Water was still in short supply and in early May a detachment was sent to Mons Claudianus to examine some wells in the vicinity. Two were found likely to be a valuable adjunct to the Safaga water supply, though the water would have to be piped over ranges and across wadis from the high country down to the coast. Corporal Hight4 and a detachment were sent to clean, deepen, and get the wells ready for linking up. They started first with the Roman Well, 75 feet to water level, and situated at Mons Claudianus. This was the ruin of what, some 2000 years ago, was a Roman town, built handy to the red granite quarries from which countless slaves carved huge pillars for the decoration of the palaces of the Roman emperors. These monoliths were by some means dragged to the Nile, then ferried down to the coast and across the Mediterranean. One which had broken in the final stages of preparation still lay where it had been left twenty centuries ago.

The Roman well, which was used only for watering the infrequent camel trains that passed that way, was first emptied with pumps, then two sappers went down on an improvised bucket to dig out the accumulated sand. Early in June the well had been deepened to 84 feet with a nine-foot depth of water.

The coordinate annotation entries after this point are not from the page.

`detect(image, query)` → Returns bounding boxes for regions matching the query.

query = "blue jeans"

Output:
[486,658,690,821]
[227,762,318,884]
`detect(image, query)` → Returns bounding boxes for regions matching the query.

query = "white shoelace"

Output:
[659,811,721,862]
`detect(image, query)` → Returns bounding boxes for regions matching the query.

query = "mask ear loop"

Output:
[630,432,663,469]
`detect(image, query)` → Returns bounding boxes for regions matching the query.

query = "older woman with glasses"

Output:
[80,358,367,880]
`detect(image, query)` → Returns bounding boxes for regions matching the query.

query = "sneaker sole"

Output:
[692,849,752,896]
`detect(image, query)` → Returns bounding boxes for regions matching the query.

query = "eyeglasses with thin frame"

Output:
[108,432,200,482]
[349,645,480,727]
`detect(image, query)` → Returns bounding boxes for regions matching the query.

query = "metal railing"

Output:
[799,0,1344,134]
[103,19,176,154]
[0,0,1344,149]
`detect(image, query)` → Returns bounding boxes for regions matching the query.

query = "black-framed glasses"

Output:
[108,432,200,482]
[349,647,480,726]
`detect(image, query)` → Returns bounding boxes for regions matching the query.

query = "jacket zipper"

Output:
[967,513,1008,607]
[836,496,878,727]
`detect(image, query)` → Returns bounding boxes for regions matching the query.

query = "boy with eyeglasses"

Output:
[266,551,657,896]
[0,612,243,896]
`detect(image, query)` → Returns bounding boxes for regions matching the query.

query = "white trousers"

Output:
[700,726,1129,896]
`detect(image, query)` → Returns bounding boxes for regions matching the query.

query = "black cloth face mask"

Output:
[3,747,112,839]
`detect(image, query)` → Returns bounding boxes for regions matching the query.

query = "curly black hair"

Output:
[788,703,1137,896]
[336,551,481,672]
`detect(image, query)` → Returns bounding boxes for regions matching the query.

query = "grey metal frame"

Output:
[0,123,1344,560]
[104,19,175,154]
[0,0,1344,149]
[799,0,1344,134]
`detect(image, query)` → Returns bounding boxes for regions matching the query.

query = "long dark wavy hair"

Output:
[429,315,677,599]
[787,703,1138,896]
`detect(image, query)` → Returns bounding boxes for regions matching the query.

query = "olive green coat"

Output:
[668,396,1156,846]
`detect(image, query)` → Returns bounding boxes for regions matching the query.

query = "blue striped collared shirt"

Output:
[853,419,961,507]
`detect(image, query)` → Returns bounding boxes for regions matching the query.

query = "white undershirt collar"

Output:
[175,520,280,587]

The only amenity around Mons Claudianus was a 6000-gallon reservoir which, with a temperature soaring to 129 degrees, was in frequent use as a swimming bath.

The Pasha well was across a range of hills between Mons Claudianus and Safaga, close to the spot where a tungsten mining company was operating. The sappers were made welcome by the engineers working the mine. This well was only 60 feet to water level, but was in a shocking condition and took longer to clean than the deeper one. The sappers returned to Safaga early in July.